Tour du France a la Voile 2025
I thought about never writing this blog and letting it slide into the long history of sailing projects that never came to fruition. I started this blog to document my life in high level offshore racing; I’ve been lucky, lucky to share incredible highs, a few middle moments and now I guess the time has come to document a low. There are some sailors who shamelessly lie about their racing online and create false reality, I don’t really know how they do it. I prefer to take the honest approach.

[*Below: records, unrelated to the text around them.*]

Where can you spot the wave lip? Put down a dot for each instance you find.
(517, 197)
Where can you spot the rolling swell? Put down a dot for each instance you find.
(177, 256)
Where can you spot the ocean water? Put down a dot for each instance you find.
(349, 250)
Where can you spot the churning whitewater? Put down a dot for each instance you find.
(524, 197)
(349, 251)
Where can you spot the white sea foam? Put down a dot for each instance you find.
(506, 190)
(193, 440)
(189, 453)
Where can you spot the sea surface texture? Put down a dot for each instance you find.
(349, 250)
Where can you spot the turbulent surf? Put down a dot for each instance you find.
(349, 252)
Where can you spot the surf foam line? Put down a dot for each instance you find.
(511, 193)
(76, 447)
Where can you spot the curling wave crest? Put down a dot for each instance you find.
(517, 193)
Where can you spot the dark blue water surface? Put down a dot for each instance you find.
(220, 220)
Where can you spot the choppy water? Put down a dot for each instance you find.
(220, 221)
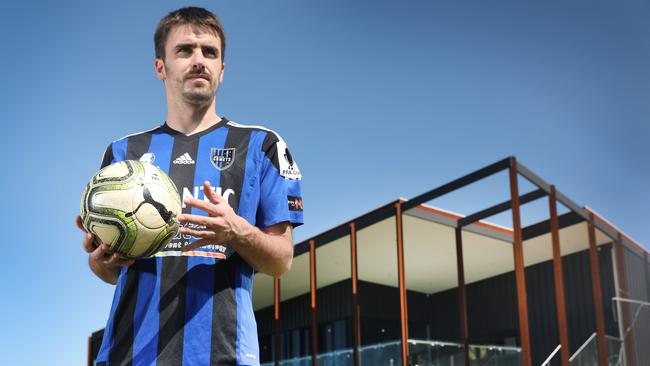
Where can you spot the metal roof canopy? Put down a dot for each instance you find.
(491, 250)
(488, 256)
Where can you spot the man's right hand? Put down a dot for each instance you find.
(104, 264)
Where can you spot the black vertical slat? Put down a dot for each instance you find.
(174, 269)
(224, 308)
(122, 351)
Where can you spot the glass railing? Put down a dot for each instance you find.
(421, 353)
(494, 356)
(344, 357)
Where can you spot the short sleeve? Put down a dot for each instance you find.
(108, 156)
(280, 185)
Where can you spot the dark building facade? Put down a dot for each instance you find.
(410, 284)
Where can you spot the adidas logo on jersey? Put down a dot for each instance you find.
(184, 159)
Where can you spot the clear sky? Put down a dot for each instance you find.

This blog should be me announcing the Royal Ocean Racing Club (RORC) Griffin Project entry into the 2025 edition of the Tour de France a la voile. You should be reading about my apprehension, my excitement and a little intro into this race. I should be telling you about the route, the amazing team we’ve assembled and the challenge to come.
Except it’s not.
The Beginnings
I had previously tried and failed to put a team together for this race. So, when I was asked in January if I’d be motivated to skipper the RORC Griffin entry in the Tour I said yes, a chance to lead a team for the most prestigious of yacht clubs in Britain, a no brainer.
Quietly we built this team; starting by reuniting the Defi Paprec dream team of Ellie Driver and Ollie Hill, got the World championship winning team of Maggie Adamson and Cal Finlayson. Brought Irish mini sailor Mark O’Connor out the mini class and Lydia Barber out of the UK offshore scene. The final pieces were 3rd place finishers in the Transat Paprec Thomas Andre and Nell Castillo. In short, a crazy team, a team of legends, a team capable of bringing one hell of a fight to this race.
The race track; starting in Lorient racing to Royan, then Pornichet and finally a double dose of racing in Port la Foret
We’d secured the use of the boat I know well, from my Solitaire campaigns. Sails chosen. Campervan ready and a shore crew ready for a road trip around France. We were almost ready. All that was left was to get the exact team for each leg and go food shopping.
Warming the engine
The season commenced, the team warmed up, little by little, most at the Duo Guy Cotton. Some at the Plastimo Lorient Mini race. Lessons were learnt, improvements made. Everyone found their rhythm. The season kicked into gear, the team mostly did their biggest race of the season, The Transat Paprec.
Things were looking great!
The ‘text’
Then I received a message: 'Hey, can I give you a quick call about the tour?
The situation was explained; the team was finished before it had ever entered a race. I’m not angry at anyone, I’m unbelievably grateful to Jim Driver and Deb Fish for all their hard work.
The reason? The effects of a chain of events outside of anyone’s control.
So, if you’re a team racing in the Tour this year reading this, think yourselves very very lucky that you didn’t have to go up against this incredible RORC team. We would have made you work very, very hard.
A final word
I just wanted to say a massive thank you to the Royal Ocean Racing Club, Helm Watches, North Sails, SailProof and Kingfisher ropes. To Jim Driver and Deb Fish working behind the scenes. To Ellie, Ollie, Maggie, Cal, Lydia, Thomas and Nell for giving up so much of your time, all for nothing.
I hope as my friends have told me not the end for anyone, myself, members of the team or the RORC in high level offshore racing, more just a bump in the road. I know everyone will be back racing very soon.